3 Dlatego sławią Cię harde narody, obawiają się Ciebie miasta srogich ludów.
4 Gdyż stałeś się twierdzą żebrzącego, twierdzą biednego w jego niedoli, ochroną przed nawałnicą, cieniem od upału; bowiem zaciekłość okrutnych była jak nawałnica na ścianę.
5 Przyciszyłeś wrzawę barbarzyńców jak skwar na stepie; przytłumiona jest pieśń okrutnych jak upał cieniem obłoku.

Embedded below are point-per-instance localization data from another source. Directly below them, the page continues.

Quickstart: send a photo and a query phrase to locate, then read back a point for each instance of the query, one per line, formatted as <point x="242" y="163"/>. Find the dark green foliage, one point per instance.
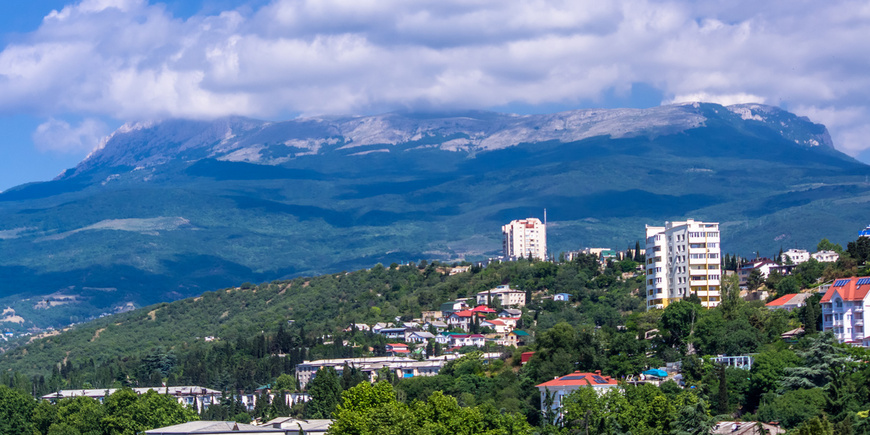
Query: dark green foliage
<point x="200" y="224"/>
<point x="325" y="390"/>
<point x="859" y="250"/>
<point x="16" y="409"/>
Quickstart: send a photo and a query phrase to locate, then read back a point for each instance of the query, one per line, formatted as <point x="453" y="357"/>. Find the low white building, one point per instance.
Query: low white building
<point x="565" y="385"/>
<point x="402" y="367"/>
<point x="795" y="256"/>
<point x="198" y="398"/>
<point x="505" y="296"/>
<point x="826" y="256"/>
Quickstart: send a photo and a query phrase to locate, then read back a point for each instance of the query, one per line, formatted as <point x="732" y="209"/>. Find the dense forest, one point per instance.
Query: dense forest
<point x="262" y="331"/>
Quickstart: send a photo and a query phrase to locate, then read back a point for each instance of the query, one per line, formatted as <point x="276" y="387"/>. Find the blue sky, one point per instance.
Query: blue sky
<point x="71" y="72"/>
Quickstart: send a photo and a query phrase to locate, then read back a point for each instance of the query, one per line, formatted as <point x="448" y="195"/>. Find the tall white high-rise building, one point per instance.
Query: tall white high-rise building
<point x="683" y="258"/>
<point x="524" y="237"/>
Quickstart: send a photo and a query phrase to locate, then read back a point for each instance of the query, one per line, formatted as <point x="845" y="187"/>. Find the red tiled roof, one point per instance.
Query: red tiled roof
<point x="526" y="356"/>
<point x="849" y="292"/>
<point x="580" y="379"/>
<point x="778" y="302"/>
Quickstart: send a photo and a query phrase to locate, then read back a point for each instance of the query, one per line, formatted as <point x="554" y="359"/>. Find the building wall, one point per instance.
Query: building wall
<point x="846" y="319"/>
<point x="524" y="237"/>
<point x="683" y="258"/>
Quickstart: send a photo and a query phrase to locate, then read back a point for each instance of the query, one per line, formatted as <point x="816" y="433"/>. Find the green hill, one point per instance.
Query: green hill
<point x="180" y="208"/>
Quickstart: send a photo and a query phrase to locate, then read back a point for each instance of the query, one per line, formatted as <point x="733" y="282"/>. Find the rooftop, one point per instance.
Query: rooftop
<point x="849" y="289"/>
<point x="581" y="379"/>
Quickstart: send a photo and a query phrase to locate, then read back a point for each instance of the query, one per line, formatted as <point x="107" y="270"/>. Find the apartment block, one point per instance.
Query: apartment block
<point x="683" y="258"/>
<point x="525" y="237"/>
<point x="843" y="310"/>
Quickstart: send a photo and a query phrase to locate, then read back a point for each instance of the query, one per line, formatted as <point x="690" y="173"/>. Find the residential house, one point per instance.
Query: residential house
<point x="510" y="312"/>
<point x="198" y="398"/>
<point x="294" y="426"/>
<point x="358" y="327"/>
<point x="843" y="310"/>
<point x="746" y="428"/>
<point x="763" y="265"/>
<point x="795" y="256"/>
<point x="400" y="333"/>
<point x="397" y="349"/>
<point x="517" y="338"/>
<point x="462" y="340"/>
<point x="459" y="269"/>
<point x="826" y="256"/>
<point x="369" y="366"/>
<point x="420" y="337"/>
<point x="438" y="325"/>
<point x="483" y="309"/>
<point x="453" y="306"/>
<point x="737" y="361"/>
<point x="788" y="302"/>
<point x="462" y="319"/>
<point x="496" y="325"/>
<point x="429" y="316"/>
<point x="504" y="295"/>
<point x="565" y="385"/>
<point x="562" y="297"/>
<point x="213" y="428"/>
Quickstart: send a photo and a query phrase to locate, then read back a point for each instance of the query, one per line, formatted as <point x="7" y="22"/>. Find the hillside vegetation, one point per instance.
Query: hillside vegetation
<point x="199" y="224"/>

6 I WIEKUISTY Zastępów wyprawi na tej górze ucztę z tłuszczów dla wszystkich ludów, ucztę z nalewek z soczystych tłustości i z oczyszczonych nalewek.
7 Na tej górze zerwie żałobną zasłonę, co zawisła nad wszystkimi ludami oraz osłonę rozpostartą ponad wszystkimi narodami.
8 Zniweczy śmierć na zawsze, i Pan, WIEKUISTY, zetrze łzę z każdego oblicza oraz z całej ziemi odejmie hańbę Swojego narodu – gdyż WIEKUISTY to wypowiedział.
9 Będą mówić w ów dzień: Oto nasz prawdziwy Bóg, któremu ufaliśmy, że nam dopomoże; oto WIEKUISTY, któremu zaufaliśmy; cieszmy się i radujmy Jego zbawieniem!